A scientific mindset is a critical tool for a pharmacist in the academic and professional setting because proper interpersonal relationships skills complement it. This is in recognizing that pharmacists’ role encompasses patient-centered care and interaction with other health professionals whereby adequate communication skills are critical. In providing patient-centered care, pharmacists require interpersonal relationships skills in interviewing patients and counseling them.
Proper interpersonal relationships also require appropriate interpersonal relationships skills in the teamwork with another health professional, both pharmacists and those who are not pharmacists. In addition to this, pharmacists are required to document drug therapy. As a pharmacy student, I have learned that a modern change in healthcare involves interpersonal healthcare teams.
These healthcare teams have to be trained on professional-specific care and interact effectively in the professional setting. One of the barriers of interpersonal interactions in pharmacy students is that they have to context when interacting with their instructors, other health professionals, and the patients. The outcome of having high-quality interpersonal relationships skills in the healthcare setting is that it facilitates the delivery of healthcare services.
Having been through clinical rotation as a pharmacy student, I have learned that I have personal strengths and weaknesses in interpersonal communication. One of my strengths, as I have realized and with the confirmation of my instructors, is that I avoid using medical jargon when communicating with patients. When it is necessary to use jargon, I explain the meaning to the patient, something they usually appreciate. According to my instructors, this is a common mistake made by my pharmacy students.
I, however, have realized that I have weaknesses that compromise the quality of my services to patients. I try to use slang with the patients to connect with them better, which works only for a small percentage of the attempts made. This is because slang tends to vary from one patient to another depending on where they come from, their ethnicity, and their quality of education. Having realized the strength and weaknesses, it is clear that interpersonal relationships skills in the healthcare setting more often arise in interactions between patients and healthcare professionals than among healthcare professionals.

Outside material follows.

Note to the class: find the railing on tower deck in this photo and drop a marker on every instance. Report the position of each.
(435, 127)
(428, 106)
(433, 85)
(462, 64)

There is a set of scenarios whose outcome has come as a surprise to me and predominantly involve patient counseling. As a pharmacist, I am expected to interview the patients to review their medication a process that needs effective interpersonal relationships skills. I have realized that some patients, more so those who are also immigrants who do not speak or hear the English language.
Often, when I ask such patients open-ended questions during patient counseling, they fail to express themselves coherently, compromising my ability to help resolve their health problems. This is something that I think cannot be resolve at a personal level ad instead, the hospitals should have professional translators for all the common languages used by immigrants such as Spanish, Arabic, Swahili, Chinese, and Hindu.
I have learned that fellow health professionals, regardless of their roles, nurses, physicians, and students, can improve my interpersonal relationships skills. Therefore, in the future, I shall integrate teamwork in my everyday tasks to open interactions that facilitate information sharing (Pype et al.). Thus, reinforcing a team-oriented culture can improve not only my interpersonal relationships skills but also those of other people.
Pype, Peter, et al. “Healthcare teams as complex adaptive systems: understanding team behaviour through team members’ perception of interpersonal interaction.” BMC health services research 18.1 (2018): 1-13.